The barometric response is modeled over two days using a distributed lag
model with 15 regressor terms. The knots are logarithmically separated
over two days to accurately capture early and late time responses which
can be caused by different physical mechanisms.
library(hydrorecipes)
library(earthtide)
library(tidyr)
library(ggplot2)
data(transducer)
# convert to numeric because step_ns doesn't handle POSIXct
transducer$datetime_num <- as.numeric(transducer$datetime)
unique(diff(transducer$datetime_num)) # times are regularly spaced
#> [1] 120
# Earth tide inputs
wave_groups <- earthtide::eterna_wavegroups
wave_groups <- na.omit(wave_groups[wave_groups$time == '1 month', ])

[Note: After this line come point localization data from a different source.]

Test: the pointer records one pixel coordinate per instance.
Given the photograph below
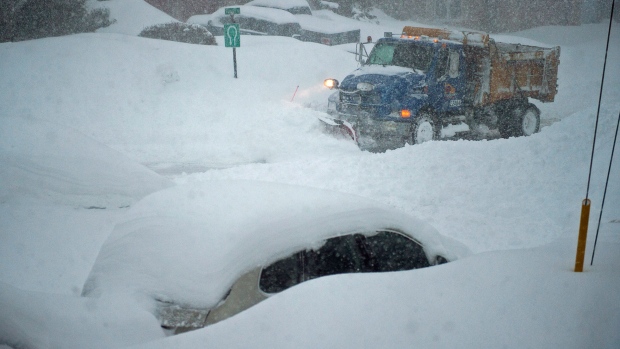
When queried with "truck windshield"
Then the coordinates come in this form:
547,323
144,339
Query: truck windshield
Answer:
406,55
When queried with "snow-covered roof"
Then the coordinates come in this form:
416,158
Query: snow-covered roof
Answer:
323,25
269,14
281,4
189,243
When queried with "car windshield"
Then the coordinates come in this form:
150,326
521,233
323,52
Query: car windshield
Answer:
402,54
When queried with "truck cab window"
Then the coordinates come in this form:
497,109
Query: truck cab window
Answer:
454,64
442,64
382,54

wave_groups <- wave_groups[wave_groups$start > 0.5, ]
latitude <- 34.0
longitude <- -118.5
# create recipe
rec <- recipe(wl~baro+datetime_num, transducer) |>
step_distributed_lag(baro, knots = log_lags(15, 86400 * 2 / 120)) |>
step_earthtide(datetime_num,
latitude = latitude,
longitude = longitude,
astro_update = 1,
wave_groups = wave_groups) |>
step_ns(datetime_num, deg_free = 10) |>
prep()
input <- rec |> bake(new_data = NULL)
summary(fit <- lm(wl~., input))
#>
#> Call:
#> lm(formula = wl ~ ., data = input)
#>
#> Residuals:
#> Min 1Q Median 3Q Max
#> -1.483e-03 -2.351e-04 -1.957e-05 2.122e-04 1.661e-03
#>
#> Coefficients:
#> Estimate Std. Error t value Pr(>|t|)
#> (Intercept) 5.321e+00 2.253e-03 2361.583 < 2e-16 ***
#> distributed_lag_baro_1 -1.940e-01 1.153e-02 -16.823 < 2e-16 ***
#> distributed_lag_baro_2 2.382e-02 8.787e-03 2.710 0.00672 **
#> distributed_lag_baro_3 7.708e-03 5.264e-03 1.464 0.14308
#> distributed_lag_baro_4 1.379e-02 2.477e-03 5.566 2.63e-08 ***
#> distributed_lag_baro_5 9.756e-03 1.226e-03 7.955 1.84e-15 ***
#> distributed_lag_baro_6 7.818e-03 5.498e-04 14.218 < 2e-16 ***
#> distributed_lag_baro_7 6.230e-03 2.341e-04 26.609 < 2e-16 ***
#> distributed_lag_baro_8 3.435e-03 9.674e-05 35.510 < 2e-16 ***
#> distributed_lag_baro_9 1.633e-03 4.091e-05 39.918 < 2e-16 ***
#> distributed_lag_baro_10 1.946e-04 1.802e-05 10.800 < 2e-16 ***
#> distributed_lag_baro_11 6.958e-05 8.130e-06 8.558 < 2e-16 ***
#> distributed_lag_baro_12 -6.846e-05 4.434e-06 -15.441 < 2e-16 ***
#> distributed_lag_baro_13 -7.734e-02 1.515e-03 -51.058 < 2e-16 ***
#> distributed_lag_baro_14 2.007e-01 3.929e-03 51.080 < 2e-16 ***
#> distributed_lag_baro_15 -1.235e-01 2.415e-03 -51.131 < 2e-16 ***
#> earthtide_cos_1 -9.055e-06 3.359e-06 -2.696 0.00702 **
#> earthtide_sin_1 4.111e-06 3.390e-06 1.213 0.22524
#> earthtide_cos_2 8.808e-05 3.475e-06 25.349 < 2e-16 ***
#> earthtide_sin_2 -3.562e-05 3.502e-06 -10.173 < 2e-16 ***
#> earthtide_cos_3 2.843e-05 2.970e-06 9.573 < 2e-16 ***
#> earthtide_sin_3 -3.611e-05 2.896e-06 -12.467 < 2e-16 ***
#> earthtide_cos_4 1.940e-04 7.839e-06 24.750 < 2e-16 ***
#> earthtide_sin_4 4.292e-05 6.851e-06 6.265 3.78e-10 ***
#> earthtide_cos_5 -4.412e-06 3.250e-06 -1.357 0.17464
#> earthtide_sin_5 -1.397e-05 3.251e-06 -4.298 1.73e-05 ***
#> earthtide_cos_6 1.090e-05 3.714e-06 2.934 0.00335 **
#> earthtide_sin_6 -8.238e-06 3.728e-06 -2.210 0.02712 *
#> earthtide_cos_7 4.002e-06 2.065e-06 1.938 0.05263 .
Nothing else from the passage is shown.